[Bioc-devel] Windows-only issue with downloading a Rdata file and loading it with R
Martin Morgan
martin.morgan at roswellpark.org
Sat Jun 18 16:41:40 CEST 2016
On 06/18/2016 12:58 AM, Leonardo Collado Torres wrote:
> Hi,
>
> I get the same error while hosting the data somewhere else or when using
> RawGit's url. That is:
>
>> library('downloader')
>> download('
> http://www.biostat.jhsph.edu/~lcollado/recount/metadata_clean_sra.Rdata',
> destfile = 'test2.Rdata')
>> load('tes2t.Rdata')
> Error: ReadItem: unknown type 50, perhaps written by later version of R
>> download('
> https://cdn.rawgit.com/leekgroup/recount-website/master/metadata/metadata_clean_sra.Rdata',
> destfile = 'test3.Rdata')
>> load('test3.Rdata')
> Error: ReadItem: unknown type 50, perhaps written by later version of R
>
> Again, it only happens on Windows but not on the other OS. So it doesn't
> look like a GitHub issue.
use mode="wb" to download in binary mode.
Martin
>
> Best,
> Leo
>
>
> On Fri, Jun 17, 2016 at 4:57 PM, Gabe Becker <becker.gabe at gene.com> wrote:
>
>> I wonder if raw only means "raw after line return munging"? can you attach
>> the file that gets downloaded via email? (off list is fine)
>>
>> On Fri, Jun 17, 2016 at 1:44 PM, Leonardo Collado Torres <lcollado at jhu.edu
>>> wrote:
>>
>>> Hi,
>>>
>>> I'm trying to figure out what is going wrong with an error that pops
>>> up on Windows only. It's currently the only error for a package that I
>>> recently submitted to Bioc. The function is fairly simple: it
>>> downloads a Rdata file from the web and loads it.
>>>
>>> If I try to download and load the file with R, the following error
>>> occurs (only on Windows):
>>>
>>>
>>>> library('downloader')
>>>> download('
>>> https://github.com/leekgroup/recount-website/blob/master/metadata/metadata_clean_sra.Rdata?raw=true',
>>> destfile = 'test.Rdata')
>>> trying URL '
>>> https://github.com/leekgroup/recount-website/blob/master/metadata/metadata_clean_sra.Rdata?raw=true
>>> '
>>> Content type 'application/octet-stream' length 2531337 bytes (2.4 MB)
>>> downloaded 2.4 MB
>>>
>>>> load('test.Rdata')
>>> Error: ReadItem: unknown type 50, perhaps written by later version of R
>>>> traceback()
>>> 1: load("test.Rdata")
>>>> options(width = 120)
>>>> devtools::session_info()
>>> Session info
>>> -----------------------------------------------------------------------------------------------------------
>>> setting value
>>> version R version 3.3.0 (2016-05-03)
>>> system x86_64, mingw32
>>> ui Rgui
>>> language (EN)
>>> collate English_United States.1252
>>> tz America/New_York
>>> date 2016-06-17
>>>
>>> Packages
>>> ---------------------------------------------------------------------------------------------------------------
>>> package * version date source
>>> devtools 1.11.1 2016-04-21 CRAN (R 3.3.0)

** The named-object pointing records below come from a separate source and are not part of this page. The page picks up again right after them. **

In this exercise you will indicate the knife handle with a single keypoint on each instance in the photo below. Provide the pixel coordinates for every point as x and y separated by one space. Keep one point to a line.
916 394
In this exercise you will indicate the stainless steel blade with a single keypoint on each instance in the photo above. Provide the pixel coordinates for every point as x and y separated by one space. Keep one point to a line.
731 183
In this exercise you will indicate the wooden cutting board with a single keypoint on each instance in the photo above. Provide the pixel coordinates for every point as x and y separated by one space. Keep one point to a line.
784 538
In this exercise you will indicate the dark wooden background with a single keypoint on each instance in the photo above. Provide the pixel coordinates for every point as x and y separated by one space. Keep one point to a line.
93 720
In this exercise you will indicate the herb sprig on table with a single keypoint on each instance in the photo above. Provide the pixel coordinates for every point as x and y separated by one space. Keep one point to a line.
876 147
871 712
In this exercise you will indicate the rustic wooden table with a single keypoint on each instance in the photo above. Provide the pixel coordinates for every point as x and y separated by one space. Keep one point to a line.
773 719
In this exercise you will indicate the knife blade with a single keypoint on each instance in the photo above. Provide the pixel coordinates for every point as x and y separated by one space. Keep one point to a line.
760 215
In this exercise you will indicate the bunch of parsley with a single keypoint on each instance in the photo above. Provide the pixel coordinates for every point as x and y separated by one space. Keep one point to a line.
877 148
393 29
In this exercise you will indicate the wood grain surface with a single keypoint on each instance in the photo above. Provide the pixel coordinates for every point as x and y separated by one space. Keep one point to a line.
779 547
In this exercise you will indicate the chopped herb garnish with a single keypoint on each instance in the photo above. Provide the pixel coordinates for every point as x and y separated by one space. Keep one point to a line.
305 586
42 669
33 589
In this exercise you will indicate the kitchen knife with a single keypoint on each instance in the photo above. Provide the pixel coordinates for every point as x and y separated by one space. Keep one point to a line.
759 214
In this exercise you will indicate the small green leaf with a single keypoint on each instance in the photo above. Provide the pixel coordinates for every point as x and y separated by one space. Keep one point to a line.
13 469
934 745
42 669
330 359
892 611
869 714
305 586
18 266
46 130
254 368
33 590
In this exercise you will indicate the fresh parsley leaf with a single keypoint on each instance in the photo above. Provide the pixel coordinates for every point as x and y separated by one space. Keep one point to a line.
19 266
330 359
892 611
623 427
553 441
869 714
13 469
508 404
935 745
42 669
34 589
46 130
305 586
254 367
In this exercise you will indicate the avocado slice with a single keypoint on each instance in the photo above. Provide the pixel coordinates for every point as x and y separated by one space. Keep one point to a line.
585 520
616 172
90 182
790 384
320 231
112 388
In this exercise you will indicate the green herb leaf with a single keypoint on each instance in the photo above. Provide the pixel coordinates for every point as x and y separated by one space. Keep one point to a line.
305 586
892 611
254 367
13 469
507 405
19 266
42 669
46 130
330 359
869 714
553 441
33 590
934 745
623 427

>>> digest 0.6.9 2016-01-08 CRAN (R 3.3.0)
>>> downloader * 0.4 2015-07-09 CRAN (R 3.3.0)
>>> memoise 1.0.0 2016-01-29 CRAN (R 3.3.0)
>>> withr 1.0.1 2016-02-04 CRAN (R 3.3.0)
>>>>
>>>
>>>
>>> If I open the same url on my browser and manually download the file,
>>> then everything works as shown below:
>>>
>>>> load('metadata_clean_sra.Rdata')
>>>> metadata_clean
>>> Loading required package: S4Vectors
>>> Loading required package: stats4
>>> Loading required package: BiocGenerics
>>> Loading required package: parallel
>>> ## removed more output
>>>
>>>> options(width = 120)
>>>> devtools::session_info()
>>> Session info
>>> -----------------------------------------------------------------------------------------------------------
>>> setting value
>>> version R version 3.3.0 (2016-05-03)
>>> system x86_64, mingw32
>>> ui Rgui
>>> language (EN)
>>> collate English_United States.1252
>>> tz America/New_York
>>> date 2016-06-17
>>>
>>> Packages
>>> ---------------------------------------------------------------------------------------------------------------
>>> package * version date source
>>> BiocGenerics * 0.19.1 2016-06-17 Bioconductor
>>> devtools 1.11.1 2016-04-21 CRAN (R 3.3.0)
>>> digest 0.6.9 2016-01-08 CRAN (R 3.3.0)
>>> IRanges * 2.7.2 2016-06-07 Bioconductor
>>> memoise 1.0.0 2016-01-29 CRAN (R 3.3.0)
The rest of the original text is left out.